Today is the first day I have had to myself in weeks. My son was out of school for two weeks, my husband was home during the holidays, and my sister and nephews were in town for a week. Since everyone has returned to their regular lives, I have had work and Bible Study taking up my time. Today is the day I have set aside to recharge my batteries.
I have come to recognize that moderation is the key to just about everything in life. Too much or not enough of just about anything makes me feel out of balance. I am a social person, but I also need alone time. Alone time is scarce during the holidays when my house is bustling with people. While I sincerely enjoy spending time with the people I love, if I don’t get some alone time, I get really cranky.
Today is my day to do whatever I feel like doing. I might nap, watch a movie, play the piano, read, or go for a walk (or all of the above!). I might do yoga and meditation to help me find my center again. It’s been a long time since I have done either!
One thing I will not do is answer the phone. I will not meet a friend for lunch or hop on my email. I need time for myself – time to relax and unwind. Time to enjoy the silence of my house and spending luxurious hours where it is not my responsibility to take care of anyone else’s needs.

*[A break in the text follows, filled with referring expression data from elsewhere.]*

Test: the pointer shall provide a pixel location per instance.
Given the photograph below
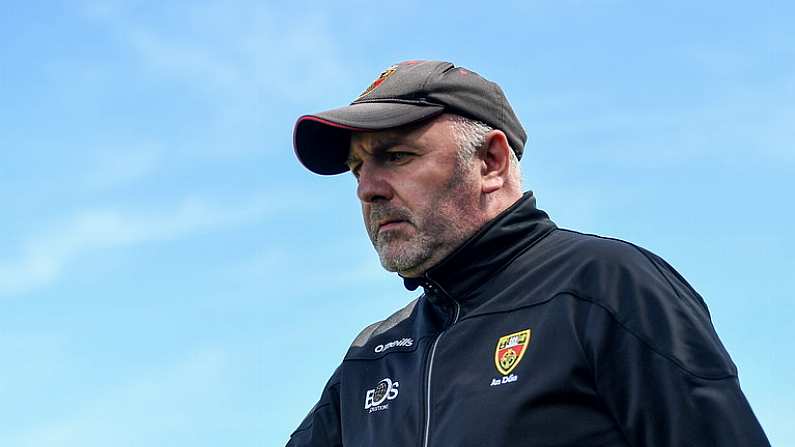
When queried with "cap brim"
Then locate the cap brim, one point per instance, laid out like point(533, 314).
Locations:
point(322, 140)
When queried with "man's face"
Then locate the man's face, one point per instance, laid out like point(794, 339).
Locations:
point(419, 199)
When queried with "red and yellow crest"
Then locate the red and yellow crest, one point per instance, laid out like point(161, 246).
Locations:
point(510, 350)
point(379, 80)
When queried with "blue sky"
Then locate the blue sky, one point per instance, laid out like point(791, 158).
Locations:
point(169, 274)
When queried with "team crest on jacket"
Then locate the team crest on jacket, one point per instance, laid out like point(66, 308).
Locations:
point(510, 350)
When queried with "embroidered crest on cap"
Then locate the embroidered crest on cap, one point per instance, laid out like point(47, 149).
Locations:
point(510, 350)
point(378, 81)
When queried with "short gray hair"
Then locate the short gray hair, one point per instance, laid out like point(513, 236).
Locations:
point(470, 135)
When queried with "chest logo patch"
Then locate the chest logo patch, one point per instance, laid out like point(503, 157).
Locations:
point(510, 350)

To give myself a day off, I have to do some hard work leading up to it. I need the house cleaned because I cannot relax when I am surrounded by clutter. I’ll wind up spending my down day doing housework if I don’t plan ahead. I also need to make sure that all of my other responsibilities are met. For example, I won’t be able to rest if I need to need to pay a bill or run an errand.
Sometimes when I am in my hectic workaholic mode, I question the wisdom of setting aside a day of rest, but when I actually take one, I am rejuvenated in a way that nothing else can. My day of rest seems to last forever (versus my workdays, which seem to fly by with not enough hours in the day to get it all done). My yoga lady used to tell me that we are human BEings, not human DOings, so I need to learn how to “be” more. That is what today is all about!